I need some help with a couple of things that I’ve been struggling with sorting out.

The first thing should be pretty easy. I have two docker images one that we’re using SystemUserSpawner to relate it to the user home directories on the system where everything is being run. The other is self-contained and doesn’t require any volume mounts to the host system. I think that I would need to implement a custom spawner that can use either SystemUserSpawner or DockerSpawner depending on which image is selected in the image picker. I haven’t been able to find a good example of how to go about implementing this though. I would be grateful for any pointers or examples that anyone knows of that does a similar thing.

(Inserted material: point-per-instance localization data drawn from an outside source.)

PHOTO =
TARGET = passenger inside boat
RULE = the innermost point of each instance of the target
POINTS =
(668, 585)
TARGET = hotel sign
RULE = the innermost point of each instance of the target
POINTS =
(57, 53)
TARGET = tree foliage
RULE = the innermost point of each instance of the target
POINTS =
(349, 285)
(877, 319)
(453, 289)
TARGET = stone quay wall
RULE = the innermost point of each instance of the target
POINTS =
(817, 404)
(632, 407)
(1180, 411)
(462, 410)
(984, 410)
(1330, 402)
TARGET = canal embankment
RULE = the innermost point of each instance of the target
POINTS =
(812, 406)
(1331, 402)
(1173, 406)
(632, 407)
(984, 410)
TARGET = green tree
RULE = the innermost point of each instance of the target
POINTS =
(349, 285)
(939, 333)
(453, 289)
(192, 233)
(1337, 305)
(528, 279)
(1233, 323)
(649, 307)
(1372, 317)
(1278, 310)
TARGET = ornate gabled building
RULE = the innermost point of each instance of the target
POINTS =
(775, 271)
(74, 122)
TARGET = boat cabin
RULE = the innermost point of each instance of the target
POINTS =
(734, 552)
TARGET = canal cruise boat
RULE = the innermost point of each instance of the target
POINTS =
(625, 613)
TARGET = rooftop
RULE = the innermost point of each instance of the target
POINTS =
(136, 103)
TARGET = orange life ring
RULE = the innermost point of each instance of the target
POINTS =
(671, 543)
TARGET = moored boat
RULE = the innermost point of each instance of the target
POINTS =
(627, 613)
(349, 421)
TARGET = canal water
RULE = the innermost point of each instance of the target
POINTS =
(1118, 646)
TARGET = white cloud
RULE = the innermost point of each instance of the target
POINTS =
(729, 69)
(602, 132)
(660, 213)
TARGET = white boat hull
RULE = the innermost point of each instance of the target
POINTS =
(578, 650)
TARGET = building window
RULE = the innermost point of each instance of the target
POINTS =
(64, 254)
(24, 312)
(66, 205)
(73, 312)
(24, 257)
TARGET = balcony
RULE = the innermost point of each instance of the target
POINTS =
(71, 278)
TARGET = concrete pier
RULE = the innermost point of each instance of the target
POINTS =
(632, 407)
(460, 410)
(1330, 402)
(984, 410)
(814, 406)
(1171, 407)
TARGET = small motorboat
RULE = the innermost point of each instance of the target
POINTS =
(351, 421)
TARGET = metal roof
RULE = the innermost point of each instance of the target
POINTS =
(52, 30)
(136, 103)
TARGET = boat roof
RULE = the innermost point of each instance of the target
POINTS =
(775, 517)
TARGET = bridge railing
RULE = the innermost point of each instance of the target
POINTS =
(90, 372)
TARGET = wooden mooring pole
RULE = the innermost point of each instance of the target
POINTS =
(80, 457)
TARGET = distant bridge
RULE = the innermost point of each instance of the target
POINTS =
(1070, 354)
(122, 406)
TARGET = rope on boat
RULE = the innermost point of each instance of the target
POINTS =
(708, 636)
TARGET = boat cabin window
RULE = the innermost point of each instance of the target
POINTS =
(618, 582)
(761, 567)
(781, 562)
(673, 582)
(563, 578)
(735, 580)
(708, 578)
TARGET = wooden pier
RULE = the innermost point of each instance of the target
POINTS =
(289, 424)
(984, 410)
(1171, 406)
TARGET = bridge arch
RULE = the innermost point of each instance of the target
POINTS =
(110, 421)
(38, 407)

This second thing is less straight forward and I’m not even sure where it might make the most sense to handle the problem. As I mentioned above, we have an image that uses SystemUserSpawner. The system itself has an automated account request process so a user that doesn’t already have access can request an account and after some amount of time they’ll be ready to work. The problem is that if a user attempts to use our Hub without an account on the host system they get stuck where they’re unable to successfully spawn a container or stop any of the phantom containers they attempted to spin up. As an admin, I can go in and see their account and these “containers” that they attempted to start but cannot stop them[1] or delete the user[2]. I made a new API token and tried to work around the Admin UI to purge the containers and users with no luck. I also tried to drop the rows of the users from the sqlite table[3] which didn’t let the user log in, but did remove their row from the Admin user server view.

The only resolution we’ve been able to figure out so far is to restart the Hub which clears up the problematic entries in the user table and drops the phantom containers from the hub/proxy. It would be great if there were some way to reset things for those users without requiring a restart. Even more ideal would be if there is some logic that could be added to the spawning process that would prevent the bad state ever getting reached to begin with.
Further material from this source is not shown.